Çeşitli bölümlerden oluşan antik kentte saray, tapınak, ortak kullanım alanı ve depolama alanı saptanmıştır. Ayrıca Anadolu’daki en eski tapınak olduğu düşünülen Doğu Höyük, Çatalhöyük Antik Kenti içerisinde yer almaktadır. Çatalhöyük’ün nüfusunun belirli dönemlerde 10 bine kadar ulaştığı belirtilir.
Göbeklitepe
Şanlıurfa’nın Örencik köyü yakınlarında bulunan Göbeklitepe, sıklıkla kaynaklarda “tarihin sıfır noktası” olarak nitelendirilir. Yan yana dizilen dikilitaşlarla birlikte insanların ve hayvanların betimlendiği düşünülen alanın, aslında bir tapınak olduğu düşüncesi, medeniyet tarihi açısından kanıksanmış bilgileri yıkmıştır. Tarihsel olarak en az 11.600 yıl öncesinde insan yerleşimine ev sahipliği yaptığı düşünülür.

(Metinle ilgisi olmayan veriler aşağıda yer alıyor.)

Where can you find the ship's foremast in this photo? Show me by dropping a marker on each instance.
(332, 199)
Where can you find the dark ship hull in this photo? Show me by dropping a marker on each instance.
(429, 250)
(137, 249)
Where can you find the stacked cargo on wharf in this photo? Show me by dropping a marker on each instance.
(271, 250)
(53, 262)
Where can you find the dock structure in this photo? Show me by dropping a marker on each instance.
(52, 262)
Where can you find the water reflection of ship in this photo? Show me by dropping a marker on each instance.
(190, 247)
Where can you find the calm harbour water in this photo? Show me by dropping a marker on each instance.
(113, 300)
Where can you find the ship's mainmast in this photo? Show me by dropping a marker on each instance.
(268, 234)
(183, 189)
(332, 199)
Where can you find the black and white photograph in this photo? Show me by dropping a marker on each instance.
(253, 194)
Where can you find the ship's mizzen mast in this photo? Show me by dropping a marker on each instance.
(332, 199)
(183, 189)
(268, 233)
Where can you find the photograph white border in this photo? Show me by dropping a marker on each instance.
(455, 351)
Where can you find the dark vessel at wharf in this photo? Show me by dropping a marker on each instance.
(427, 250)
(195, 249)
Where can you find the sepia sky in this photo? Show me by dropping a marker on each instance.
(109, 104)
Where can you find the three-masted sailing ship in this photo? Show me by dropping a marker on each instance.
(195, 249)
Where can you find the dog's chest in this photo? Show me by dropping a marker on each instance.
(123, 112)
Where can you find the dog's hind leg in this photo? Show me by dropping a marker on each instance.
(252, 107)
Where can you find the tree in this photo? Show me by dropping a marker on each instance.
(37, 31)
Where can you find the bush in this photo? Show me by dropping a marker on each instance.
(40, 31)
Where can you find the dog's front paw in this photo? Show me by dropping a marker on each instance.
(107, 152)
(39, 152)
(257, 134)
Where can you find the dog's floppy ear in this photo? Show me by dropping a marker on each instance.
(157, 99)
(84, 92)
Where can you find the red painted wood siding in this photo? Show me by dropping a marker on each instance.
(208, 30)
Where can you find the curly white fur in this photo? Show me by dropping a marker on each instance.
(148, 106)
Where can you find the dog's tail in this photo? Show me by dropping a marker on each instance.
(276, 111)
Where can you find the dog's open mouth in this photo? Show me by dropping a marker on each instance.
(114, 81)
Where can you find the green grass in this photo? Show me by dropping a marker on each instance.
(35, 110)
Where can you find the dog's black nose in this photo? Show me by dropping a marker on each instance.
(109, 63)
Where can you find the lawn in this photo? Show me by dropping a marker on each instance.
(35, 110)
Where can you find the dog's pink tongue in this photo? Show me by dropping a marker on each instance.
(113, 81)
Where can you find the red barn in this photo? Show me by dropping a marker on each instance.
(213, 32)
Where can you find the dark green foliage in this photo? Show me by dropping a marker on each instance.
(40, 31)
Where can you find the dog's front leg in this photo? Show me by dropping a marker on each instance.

Göbeklitepe’nin keşfine kadar bilim insanları, süregelen bir düşünceyle tarih öncesi çağ insanlarının göçebe küçük gruplar halinde örgütlenen avcı-toplayıcı sosyal yapılar şeklinde yaşadığını düşünüyordu. Ancak yapılan kazılar kapsamında Göbeklitepe’de bulunan taş yontuları, semboller ve motifler, kalıntıların aslında bir tapınağı işaret ettiğini, yani sanılandan çok daha önce insanların karmaşık sosyokültürel bir yapı geliştirdiğini ortaya koydu.
Belirli bir dönemde bölge insanları için oldukça uğrak bir nokta haline gelen Göbeklitepe’deki devasa dikili taşların inşa ettirilmesi için en az 500 kişinin beraber çalışmış olması gerektiği düşünülür. Bu yönüyle Göbeklitepe, kapsamlı mimari çalışma açısından Mısır’daki ünlü piramitlerden çok daha eskiye dayanır.